It is His defiance of the Sabbath that leads Him to the cross, even though at the trial of Jesus when He went before Pilate, the Jews didn’t bring up the Sabbath violations. Reason? Because the Romans didn’t care about the Sabbath. When they got Him to Pilate, they brought up the fact that He was a threat to Caesar. And it was in the light of the fact that He was presented as a threat to Caesar that the Romans conceded to kill Him, but the driving force for the Jews to have Him executed was His antagonism toward their religious system which focused particularly on His blatant direct attacks on their Sabbath which was the high point of their system.

Jesus did whatever He wanted on the Sabbath. He violated the Sabbath, particularly and explicitly, to expose the wickedness of their superficial proud system. In John 5:18, we read this, “For this cause, the Jews were seeking all the more to kill Him.” What cause? He was not only breaking the Sabbath but calling God His Father, making Himself equal with God. The combination of claiming to be equal with God and breaking the Sabbath was it.
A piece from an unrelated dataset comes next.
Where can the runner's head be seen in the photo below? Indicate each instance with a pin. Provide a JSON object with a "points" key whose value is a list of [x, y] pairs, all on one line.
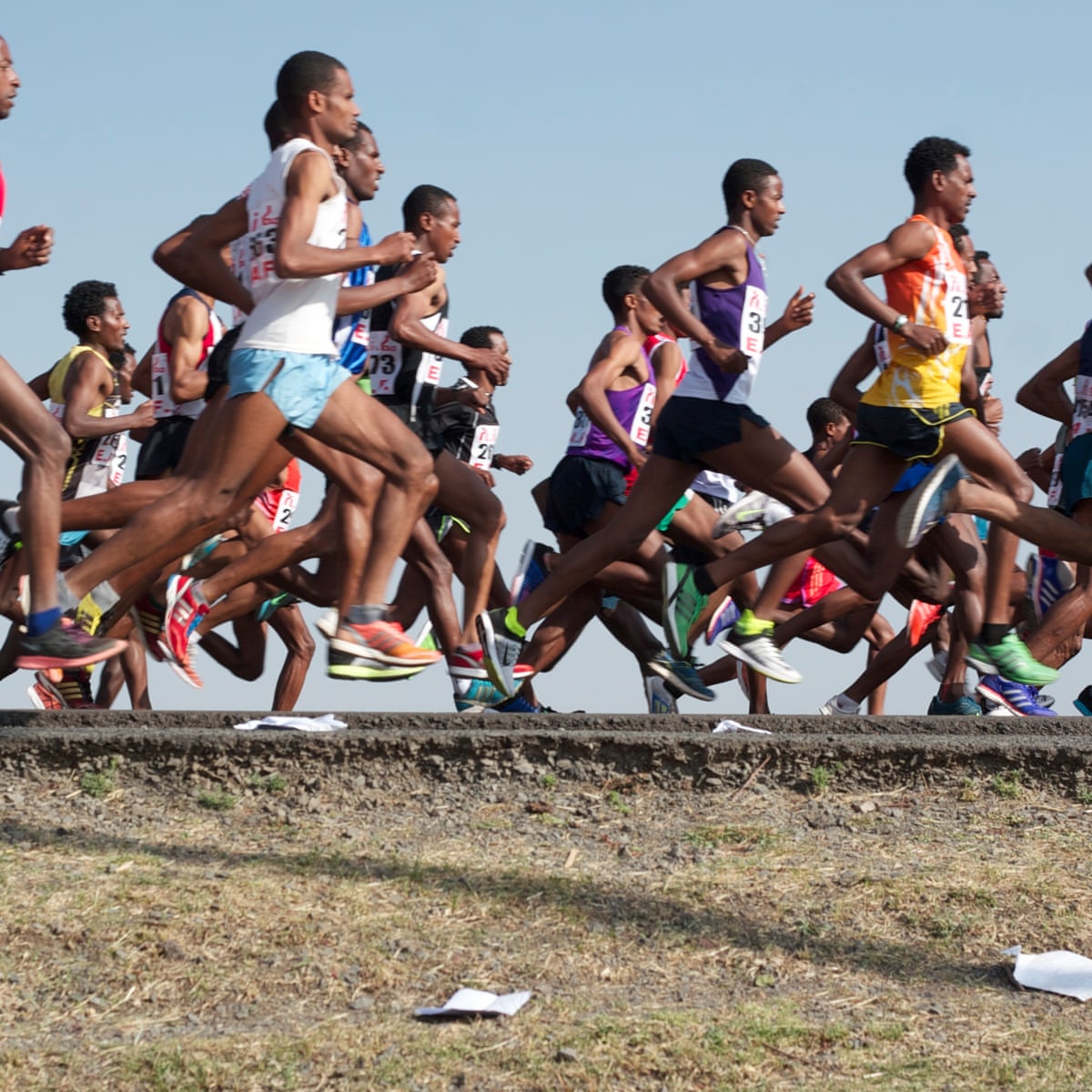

Now in our text in verse 28, “He declared Himself to be Lord of the Sabbath.” That is a shocking statement, shocking, beyond comprehension to the Jews. God ordained the Sabbath, Genesis 2 verse 3. God demanded Sabbath observance, Exodus chapter 20 in the Ten Commandments, verses 8 to 11. If He says He’s Lord of the Sabbath, He’s saying He’s God. And He backed it up by miraculous power over disease, demons and death, and even over sin.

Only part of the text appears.